Depression is an illness that involves the brain. It can affect your thoughts, mood, and daily activities. It is more than feeling sad for a few days.
Depression can be mild or severe. Mild depression can become more serious if it’s not treated.
If you are diagnosed with depression, you aren’t alone. It is a common illness that affects millions of adults in the United States every year.
The good news is that it can be treated. Getting help is the best thing you can do for yourself and your loved ones. You can feel better.
The Basics: Signs of Depression
What are the signs of depression?
It’s normal to feel sad sometimes, but if you feel sad or “down” on most days for more than 2 weeks at a time, you may be depressed.
Depression affects people differently. Some signs are:
- Losing interest in activities you used to enjoy
- Feeling hopeless or empty
- Forgetting things or having trouble making decisions
- Sleeping too much or too little
- Gaining or losing weight without meaning to
- Thinking about suicide or death
The Basics: Treatment
How is depression treated?
Depression can be treated with talk therapy, medicines (called antidepressants), or both. Your doctor may refer you to a mental health professional for talk therapy or medicine.
Take Action: See a Doctor
Depression is a real illness. If you think you might be depressed, see your doctor.
Talk to a doctor about how you are feeling.
Get a medical checkup. Ask to see a doctor or nurse who can screen you.
The doctor or nurse may also check to see if you have another health condition (like thyroid disease) that can cause depression or make it worse. If you have one of these health conditions, it’s important to get treatment right away.
Take Action: Get Treatment
Get treatment for depression.
When you have depression, seeking help is the best thing you can do. Treatment can include talk therapy, medicines, or both.

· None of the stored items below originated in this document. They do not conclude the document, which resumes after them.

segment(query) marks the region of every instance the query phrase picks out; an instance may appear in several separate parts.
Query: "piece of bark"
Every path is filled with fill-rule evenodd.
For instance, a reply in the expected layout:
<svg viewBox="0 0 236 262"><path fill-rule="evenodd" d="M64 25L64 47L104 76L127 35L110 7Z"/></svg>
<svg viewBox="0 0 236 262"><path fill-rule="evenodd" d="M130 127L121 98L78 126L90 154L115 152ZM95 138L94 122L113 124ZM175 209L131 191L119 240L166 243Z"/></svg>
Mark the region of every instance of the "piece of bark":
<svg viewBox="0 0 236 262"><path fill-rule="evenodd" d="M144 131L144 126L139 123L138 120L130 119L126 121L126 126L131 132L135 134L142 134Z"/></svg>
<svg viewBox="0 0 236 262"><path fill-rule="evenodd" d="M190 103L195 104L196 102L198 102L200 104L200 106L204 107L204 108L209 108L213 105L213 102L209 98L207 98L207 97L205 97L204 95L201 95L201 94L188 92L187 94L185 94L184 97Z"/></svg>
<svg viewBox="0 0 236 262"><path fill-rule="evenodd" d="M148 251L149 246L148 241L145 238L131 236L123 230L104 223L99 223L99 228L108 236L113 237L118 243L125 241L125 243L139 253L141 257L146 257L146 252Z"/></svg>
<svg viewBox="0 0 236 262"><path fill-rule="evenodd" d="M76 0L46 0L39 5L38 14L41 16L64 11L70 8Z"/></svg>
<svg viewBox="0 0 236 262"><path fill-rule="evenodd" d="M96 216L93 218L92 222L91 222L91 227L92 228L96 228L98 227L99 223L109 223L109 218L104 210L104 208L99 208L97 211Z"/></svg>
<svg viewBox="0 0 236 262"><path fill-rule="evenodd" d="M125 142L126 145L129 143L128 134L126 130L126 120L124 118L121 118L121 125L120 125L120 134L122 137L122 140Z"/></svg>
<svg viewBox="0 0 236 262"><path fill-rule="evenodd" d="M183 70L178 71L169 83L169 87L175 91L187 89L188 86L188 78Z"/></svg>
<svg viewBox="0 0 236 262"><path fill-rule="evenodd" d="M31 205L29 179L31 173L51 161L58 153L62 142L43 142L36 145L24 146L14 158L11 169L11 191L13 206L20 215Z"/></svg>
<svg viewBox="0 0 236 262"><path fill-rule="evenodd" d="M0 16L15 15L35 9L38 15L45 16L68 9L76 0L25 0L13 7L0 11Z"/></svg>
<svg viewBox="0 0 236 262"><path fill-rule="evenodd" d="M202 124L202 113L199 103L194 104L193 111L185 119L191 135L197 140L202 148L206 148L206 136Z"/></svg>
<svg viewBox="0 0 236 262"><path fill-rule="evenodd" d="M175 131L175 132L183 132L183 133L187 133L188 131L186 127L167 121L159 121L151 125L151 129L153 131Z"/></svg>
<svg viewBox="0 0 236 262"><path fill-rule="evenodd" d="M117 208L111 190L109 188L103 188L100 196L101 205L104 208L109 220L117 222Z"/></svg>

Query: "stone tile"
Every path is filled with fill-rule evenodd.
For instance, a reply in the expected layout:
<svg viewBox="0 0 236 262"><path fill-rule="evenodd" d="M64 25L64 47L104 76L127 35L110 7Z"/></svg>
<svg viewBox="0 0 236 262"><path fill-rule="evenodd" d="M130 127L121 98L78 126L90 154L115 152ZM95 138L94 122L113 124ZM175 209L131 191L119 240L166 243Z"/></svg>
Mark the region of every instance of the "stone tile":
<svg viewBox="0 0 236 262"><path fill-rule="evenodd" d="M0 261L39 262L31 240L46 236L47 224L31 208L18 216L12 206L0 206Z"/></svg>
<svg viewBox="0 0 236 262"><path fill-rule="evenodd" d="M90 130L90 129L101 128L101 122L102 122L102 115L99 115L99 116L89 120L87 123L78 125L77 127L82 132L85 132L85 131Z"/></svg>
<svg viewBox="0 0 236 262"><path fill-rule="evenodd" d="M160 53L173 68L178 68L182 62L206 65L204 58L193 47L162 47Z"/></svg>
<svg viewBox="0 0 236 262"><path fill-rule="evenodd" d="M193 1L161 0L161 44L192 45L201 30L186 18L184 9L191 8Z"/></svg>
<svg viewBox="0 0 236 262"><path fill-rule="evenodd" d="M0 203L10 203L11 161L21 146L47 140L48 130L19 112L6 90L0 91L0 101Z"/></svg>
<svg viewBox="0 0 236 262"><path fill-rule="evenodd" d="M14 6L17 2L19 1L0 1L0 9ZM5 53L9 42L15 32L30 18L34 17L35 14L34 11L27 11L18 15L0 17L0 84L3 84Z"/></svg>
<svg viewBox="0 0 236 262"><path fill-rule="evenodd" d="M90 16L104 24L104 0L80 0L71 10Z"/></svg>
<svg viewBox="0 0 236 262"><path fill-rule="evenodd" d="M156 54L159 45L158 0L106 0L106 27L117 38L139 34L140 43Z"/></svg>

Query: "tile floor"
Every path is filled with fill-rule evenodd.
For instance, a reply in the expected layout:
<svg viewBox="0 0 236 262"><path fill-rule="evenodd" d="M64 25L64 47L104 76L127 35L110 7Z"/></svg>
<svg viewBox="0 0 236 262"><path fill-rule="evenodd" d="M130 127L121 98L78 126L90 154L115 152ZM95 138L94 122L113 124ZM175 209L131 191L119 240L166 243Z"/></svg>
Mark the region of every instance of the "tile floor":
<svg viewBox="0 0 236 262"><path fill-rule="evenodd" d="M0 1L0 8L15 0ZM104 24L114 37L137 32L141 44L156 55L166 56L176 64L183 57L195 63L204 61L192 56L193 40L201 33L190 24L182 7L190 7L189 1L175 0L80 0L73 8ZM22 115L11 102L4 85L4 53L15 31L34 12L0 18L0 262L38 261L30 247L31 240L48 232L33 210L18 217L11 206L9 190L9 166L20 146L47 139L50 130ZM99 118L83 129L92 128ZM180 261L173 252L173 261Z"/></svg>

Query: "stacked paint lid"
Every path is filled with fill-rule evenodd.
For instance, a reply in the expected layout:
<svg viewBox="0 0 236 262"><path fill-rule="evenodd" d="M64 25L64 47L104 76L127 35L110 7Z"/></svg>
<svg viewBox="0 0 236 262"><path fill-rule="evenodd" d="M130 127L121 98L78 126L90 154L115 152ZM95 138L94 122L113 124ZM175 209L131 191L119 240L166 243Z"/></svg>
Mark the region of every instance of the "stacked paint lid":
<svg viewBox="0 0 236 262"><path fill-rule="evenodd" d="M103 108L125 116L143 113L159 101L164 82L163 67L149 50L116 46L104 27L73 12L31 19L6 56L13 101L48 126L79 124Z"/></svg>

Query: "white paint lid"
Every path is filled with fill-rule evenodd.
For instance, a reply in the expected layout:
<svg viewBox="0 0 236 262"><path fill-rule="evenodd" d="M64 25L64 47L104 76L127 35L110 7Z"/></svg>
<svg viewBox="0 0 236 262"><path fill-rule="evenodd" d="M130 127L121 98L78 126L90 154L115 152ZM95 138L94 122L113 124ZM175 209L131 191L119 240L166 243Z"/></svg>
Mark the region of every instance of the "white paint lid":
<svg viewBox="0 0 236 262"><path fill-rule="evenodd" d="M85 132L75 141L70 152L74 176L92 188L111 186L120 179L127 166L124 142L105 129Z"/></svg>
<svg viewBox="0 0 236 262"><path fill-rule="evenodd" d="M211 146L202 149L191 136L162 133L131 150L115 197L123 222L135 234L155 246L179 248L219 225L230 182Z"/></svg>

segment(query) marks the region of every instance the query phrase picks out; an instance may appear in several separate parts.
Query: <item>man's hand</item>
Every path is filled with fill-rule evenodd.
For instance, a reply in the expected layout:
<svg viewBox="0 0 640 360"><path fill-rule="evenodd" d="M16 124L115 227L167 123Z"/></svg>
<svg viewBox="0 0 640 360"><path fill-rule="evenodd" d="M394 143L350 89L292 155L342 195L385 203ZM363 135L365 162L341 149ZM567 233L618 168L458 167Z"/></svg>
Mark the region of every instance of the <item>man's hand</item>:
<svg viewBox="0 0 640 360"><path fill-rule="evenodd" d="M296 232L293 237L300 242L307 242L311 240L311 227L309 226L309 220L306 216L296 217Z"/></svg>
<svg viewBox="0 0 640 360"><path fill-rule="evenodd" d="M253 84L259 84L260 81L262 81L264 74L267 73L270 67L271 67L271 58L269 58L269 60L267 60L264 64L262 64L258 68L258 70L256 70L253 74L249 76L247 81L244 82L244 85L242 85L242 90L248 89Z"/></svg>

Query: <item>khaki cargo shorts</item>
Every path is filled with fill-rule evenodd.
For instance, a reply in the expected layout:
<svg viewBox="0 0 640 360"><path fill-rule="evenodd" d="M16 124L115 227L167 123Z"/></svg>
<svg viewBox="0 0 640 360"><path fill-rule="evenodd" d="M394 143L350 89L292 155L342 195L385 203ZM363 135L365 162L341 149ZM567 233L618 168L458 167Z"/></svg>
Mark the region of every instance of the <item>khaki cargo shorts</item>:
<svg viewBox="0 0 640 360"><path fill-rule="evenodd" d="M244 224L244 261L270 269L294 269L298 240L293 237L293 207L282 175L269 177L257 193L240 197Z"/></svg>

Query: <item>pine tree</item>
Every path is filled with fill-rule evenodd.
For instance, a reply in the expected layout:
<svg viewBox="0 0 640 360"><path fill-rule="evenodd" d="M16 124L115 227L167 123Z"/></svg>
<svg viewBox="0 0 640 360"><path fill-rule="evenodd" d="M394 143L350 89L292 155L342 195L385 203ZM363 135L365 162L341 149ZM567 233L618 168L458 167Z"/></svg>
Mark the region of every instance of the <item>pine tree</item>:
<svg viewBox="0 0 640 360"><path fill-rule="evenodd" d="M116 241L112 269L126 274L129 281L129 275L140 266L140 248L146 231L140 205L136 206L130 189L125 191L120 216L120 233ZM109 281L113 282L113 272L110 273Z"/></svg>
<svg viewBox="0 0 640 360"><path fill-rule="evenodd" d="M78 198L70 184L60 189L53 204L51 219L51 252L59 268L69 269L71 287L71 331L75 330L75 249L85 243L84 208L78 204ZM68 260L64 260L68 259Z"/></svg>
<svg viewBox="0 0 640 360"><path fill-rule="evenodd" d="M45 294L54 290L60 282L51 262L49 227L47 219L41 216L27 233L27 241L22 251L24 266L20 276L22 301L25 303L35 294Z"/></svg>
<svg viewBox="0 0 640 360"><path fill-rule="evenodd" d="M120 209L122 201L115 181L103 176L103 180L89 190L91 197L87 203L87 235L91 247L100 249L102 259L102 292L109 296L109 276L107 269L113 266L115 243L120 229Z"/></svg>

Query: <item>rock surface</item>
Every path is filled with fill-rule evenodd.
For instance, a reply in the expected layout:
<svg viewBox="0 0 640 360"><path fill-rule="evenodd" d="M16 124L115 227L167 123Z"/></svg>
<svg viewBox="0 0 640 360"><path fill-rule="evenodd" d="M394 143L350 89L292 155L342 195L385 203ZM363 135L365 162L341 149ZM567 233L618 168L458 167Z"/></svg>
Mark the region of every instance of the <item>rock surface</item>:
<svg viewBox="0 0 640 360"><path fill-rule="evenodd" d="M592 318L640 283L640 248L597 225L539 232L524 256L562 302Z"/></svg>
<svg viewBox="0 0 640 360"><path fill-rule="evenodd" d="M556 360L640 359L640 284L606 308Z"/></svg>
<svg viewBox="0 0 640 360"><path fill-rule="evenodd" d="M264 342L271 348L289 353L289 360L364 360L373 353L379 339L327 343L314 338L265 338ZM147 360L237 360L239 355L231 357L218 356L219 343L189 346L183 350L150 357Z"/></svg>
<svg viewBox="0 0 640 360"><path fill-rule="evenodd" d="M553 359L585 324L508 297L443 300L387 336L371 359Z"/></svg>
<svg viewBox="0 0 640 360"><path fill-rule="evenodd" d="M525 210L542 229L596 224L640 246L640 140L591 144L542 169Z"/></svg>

Ask your doctor for a referral to a mental health professional. Some programs offer free or low-cost treatment if you don’t have insurance.
Here are some places you can go to for help:
- Doctor’s office or health clinic
- Family service or social service agency
- Psychologist (“sy-KAH-lah-jist”)
- Counselor or social worker
- Psychotherapist (“sy-koh-THAYR-uh-pist”)
Remember, even if asking for help seems scary, it’s an important step toward feeling better.
Take Action: Support for Depression
If you have depression, it can also help to reach out for social support. You don’t have to face it alone. A trusted family member, friend, or faith leader can help support you as you seek out medical treatment.
Getting active can lower your stress level and help your treatment work better. It can also help keep you from getting depressed again. But it’s important to know that physical activity isn’t a treatment for depression.
If someone you care about is depressed, get help.
If you think a friend or family member may be depressed, talk to them about depression.
- To get help for yourself or someone else, visit the National Suicide Prevention Lifeline or call 1-800-273-TALK (1-800-273-8255).
- If someone is in immediate danger, call 911.